DevOps Engineer, Cloud Platform
About the role
About Upstart
At Upstart, we're united by a mission that matters: to radically reduce the cost and complexity of borrowing for all Americans. Every day, we bring creativity, experimentation, and advanced AI to reshape access to credit, helping millions move forward financially with clarity and confidence.
As the leading AI lending marketplace, we partner with banks and credit unions to expand access to affordable credit through technology that's both radically intelligent and deeply human. Our platform runs over one million predictions per borrower using more than 1,800 signals, powering smarter, fairer decisions for millions of customers. But the numbers only hint at the impact. Every idea, every voice, and every contribution moves us closer to a world where credit never stands between people and their financial progress.
We're proudly digital-first, giving most Upstarters the flexibility to do their best work from wherever they thrive, alongside teammates across 80+ cities in the US and Canada. Digital-first doesn't mean distant. We're intentional about in-person connection through team onsites, planning sessions, and moments that spark creativity and trust. And whether you choose to work primarily from home or collaborate in-person from one of our offices in Columbus, Austin, the Bay Area, or New York City (opening Summer 2026), you'll have the support to work in the way that works best for you.
The Team
Upstart's Cloud Platform team sits within the Reliability organization and is responsible for building and operating the shared cloud infrastructure that powers all product and machine learning workloads.

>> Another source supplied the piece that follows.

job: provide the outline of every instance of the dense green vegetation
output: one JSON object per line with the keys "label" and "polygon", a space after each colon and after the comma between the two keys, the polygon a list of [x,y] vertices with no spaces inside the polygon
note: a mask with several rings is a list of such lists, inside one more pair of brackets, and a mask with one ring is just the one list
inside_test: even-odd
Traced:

The team owns core platform components across Kubernetes (EKS), AWS infrastructure, service mesh, identity, and developer tooling, enabling reliability, scalability, and security across the business.

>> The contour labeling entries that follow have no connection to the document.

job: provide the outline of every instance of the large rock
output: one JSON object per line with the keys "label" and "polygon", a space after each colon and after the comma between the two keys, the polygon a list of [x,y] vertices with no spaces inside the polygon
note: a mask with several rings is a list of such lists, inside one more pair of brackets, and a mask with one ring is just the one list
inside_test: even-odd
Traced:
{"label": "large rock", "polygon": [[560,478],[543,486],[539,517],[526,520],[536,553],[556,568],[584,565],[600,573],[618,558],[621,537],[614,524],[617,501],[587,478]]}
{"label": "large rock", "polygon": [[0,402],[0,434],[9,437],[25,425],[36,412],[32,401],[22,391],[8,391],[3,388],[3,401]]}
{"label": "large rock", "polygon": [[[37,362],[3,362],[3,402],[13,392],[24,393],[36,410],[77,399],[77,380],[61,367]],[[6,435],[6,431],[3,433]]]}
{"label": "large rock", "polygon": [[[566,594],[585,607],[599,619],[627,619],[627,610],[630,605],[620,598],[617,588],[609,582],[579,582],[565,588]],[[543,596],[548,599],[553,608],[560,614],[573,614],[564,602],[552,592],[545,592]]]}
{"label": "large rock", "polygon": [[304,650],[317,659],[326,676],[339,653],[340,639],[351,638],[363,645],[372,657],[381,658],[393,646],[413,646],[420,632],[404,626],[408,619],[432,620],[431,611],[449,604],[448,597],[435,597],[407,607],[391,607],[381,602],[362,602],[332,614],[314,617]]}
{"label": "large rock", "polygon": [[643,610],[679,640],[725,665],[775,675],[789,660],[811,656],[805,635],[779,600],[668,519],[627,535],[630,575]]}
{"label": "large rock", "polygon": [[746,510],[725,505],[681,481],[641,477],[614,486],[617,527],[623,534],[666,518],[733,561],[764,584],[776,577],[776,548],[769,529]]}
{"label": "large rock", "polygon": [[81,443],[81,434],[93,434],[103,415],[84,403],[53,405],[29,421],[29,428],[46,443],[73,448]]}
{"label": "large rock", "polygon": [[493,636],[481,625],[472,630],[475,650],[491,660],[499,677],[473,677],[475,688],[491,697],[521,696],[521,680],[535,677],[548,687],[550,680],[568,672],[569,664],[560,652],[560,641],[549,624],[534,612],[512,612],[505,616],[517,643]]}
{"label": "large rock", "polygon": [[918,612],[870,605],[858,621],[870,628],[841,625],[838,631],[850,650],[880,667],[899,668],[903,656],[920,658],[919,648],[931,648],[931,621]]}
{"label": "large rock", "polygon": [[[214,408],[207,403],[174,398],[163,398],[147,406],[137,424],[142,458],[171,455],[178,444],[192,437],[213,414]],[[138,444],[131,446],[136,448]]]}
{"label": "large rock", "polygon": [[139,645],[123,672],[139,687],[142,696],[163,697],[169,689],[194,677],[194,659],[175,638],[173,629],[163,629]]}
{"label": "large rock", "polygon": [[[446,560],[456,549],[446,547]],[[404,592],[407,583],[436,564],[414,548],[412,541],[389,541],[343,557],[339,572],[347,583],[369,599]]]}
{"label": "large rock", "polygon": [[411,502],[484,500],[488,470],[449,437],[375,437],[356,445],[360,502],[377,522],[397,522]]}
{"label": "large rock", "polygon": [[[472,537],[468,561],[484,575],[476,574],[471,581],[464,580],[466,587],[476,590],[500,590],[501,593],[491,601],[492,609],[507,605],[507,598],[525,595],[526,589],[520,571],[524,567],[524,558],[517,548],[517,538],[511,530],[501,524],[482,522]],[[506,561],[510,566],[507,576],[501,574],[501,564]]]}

As a DevOps Engineer (L4) at Upstart, you will help evolve this platform to support increasing scale and complexity. You'll partner closely with SRE, Delivery, InfoSec, and Product/ML teams to improve reliability, developer experience, and cost efficiency across a platform used by nearly every engineering team.
How you'll make an impact
- Design and operate a fleet of Kubernetes (EKS) clusters across production, staging, and ephemeral environments, ensuring reliability and high availability
- Evolve AWS infrastructure and network architecture (VPCs, subnets, IAM, account structure) to support scalable, multi-team workloads
- Build and maintain infrastructure-as-code and GitOps workflows using tools such as Terraform, CDK, and ArgoCD
- Improve platform reliability and performance by defining and driving SLOs, analyzing incidents, and implementing systemic fixes
- Participate in and help improve the on-call rotation, leading incident response and post-incident reviews to drive systemic platform improvements
- Partner with SRE, Delivery, InfoSec, and product/ML teams to land high-impact infrastructure changes and platform standards
- Drive improvements in developer experience by simplifying platform usage, reducing toil, and enabling faster product and ML development
- Contribute to cost efficiency initiatives by optimizing resource utilization across Kubernetes and cloud infrastructure
Minimum Qualifications
- Bachelor's degree in Computer Science, Engineering, Mathematics, or a related field (or equivalent practical experience) and 3+ years of professional experience
- 3+ years of experience operating Kubernetes in production environments, including cluster networking, storage, and RBAC
- Proficiency with AWS